Often what we are searching for, and what someone wrote are very different. Consider the example of a computer processor. Say you work at Intel and someone asks how fast is the new Octium process. “Fast” could be the clock speed 6.2 Ghz or it could be the number of Petaflops, 1.7, or it could a multiple of the Pentium it replaced 9.5x.  In the docs it is unlikley that it says “Fast” anywhere on these metrics.

Natural Language Processing and Understanding solve this issue. When combing through the docs on the intranet, or the Internet the software indexes sentences that contain “speeds” this could be as Mhz, Ghz, Petaflops, Teraflops, or “9.5x the speed of”. There are dozens of way to say something is faster.

When results are returned the relevant sentences can be highlighted so that the person searching can pick with measure is most appropriate for their needs, but they don’t have to do a bunch of searches looking for things like “Octium Ghz” which isn’t “natural” at all.

This extends to non-technical searches as well. Consider asking “which presidents died in office.” To answer this question you have to look for presidents who have a year of death that matches the year their term ended. The ability to find this answer requires parsing either structured data, or structuring data from documents to then do the calculations against.

Currently Google can’t even distinguish between a question, and a phrase to be found. “Why does…” is not a phrase a users is seeking in a document, it is the preface to a question that they want answered. Without NLP answering direct questions is not possible.

Speaking the Same Language

Recognant is a solution for converting English in to intents and metrics for consumption by data processing, action systems, and query systems.

If you have someone who doesn’t speak the same language as you ask you a question, it doesn’t matter how smart you are you can’t help them. This is the problem facing everyone working on AI, Data Mining, Search, and Voice Interfaces. The computer can’t understand what you are asking, all the data on the web, or even a simple command, because it doesn’t “speak” English.

You can’t have cognitive computing without Natural Language Processing and Understanding. For a computer to give a cognitive response it needs to be able to parse the language. Every single one of our competitors is using a language engine that is more than 30 years old and has “topped out” on how far it can go, and is lacking. Our engine is just getting started and surpasses the old engines in many ways already. Our NLP is based on Cognitive Theories and this makes us uniquely positioned to have a huge impact on the field.

One of our favorite stories about why Recognant exists is told by our CTO:

AI and Deep Learning can’t happen without NLP/NLU. IBM’s Watson, Microsoft’s Cortana Predictions, use a small amount of NLP, but for the most part they work like Google and just look at key phrases, and do N-Gram Analysis.
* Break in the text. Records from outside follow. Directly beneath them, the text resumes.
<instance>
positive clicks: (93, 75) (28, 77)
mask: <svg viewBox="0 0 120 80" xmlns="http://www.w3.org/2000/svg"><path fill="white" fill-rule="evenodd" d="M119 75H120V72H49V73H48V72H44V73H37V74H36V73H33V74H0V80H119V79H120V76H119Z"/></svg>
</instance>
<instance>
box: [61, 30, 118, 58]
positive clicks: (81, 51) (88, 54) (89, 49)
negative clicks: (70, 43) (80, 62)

Philosophiae Naturalis Principia Mathematica
Philosophiae Naturalis Principia Mathematica

I have a copy of Philosophiae Naturalis Principia Mathematica by Sir Isaac Newton on my night stand. It is in Latin.

About once a month someone picks it up and says “What’s that?”

And I resist the urge to say “As the most famous work in the history of the physical sciences there is little need to summarize the contents.” (J. Norman, 2006)

And instead I say “That is the book that every mathematician and scientist who has ever done something great in the past 200 years read.”

Then they say “It’s not in English.”

And I say “Nope.”

And then I say, “That’s a reminder of why I don’t have to fear computers for a while. I am seemingly the only person working to teach computers enough English that they can learn from the most important books in the history of mankind.”

And then they say, “But this is in Latin.”

And I say, “There is a good translation of almost everything worth reading in to English.”

And they say “Oh, I don’t get it”

Most people don’t get it. It seems obvious once you really point it out, but language is so fundamental to everything we do, and the fact that computers are constantly displaying things we can read, and Siri talks to us, that people don’t really think about how all that unstructured data in the world is completely inaccessible to computers.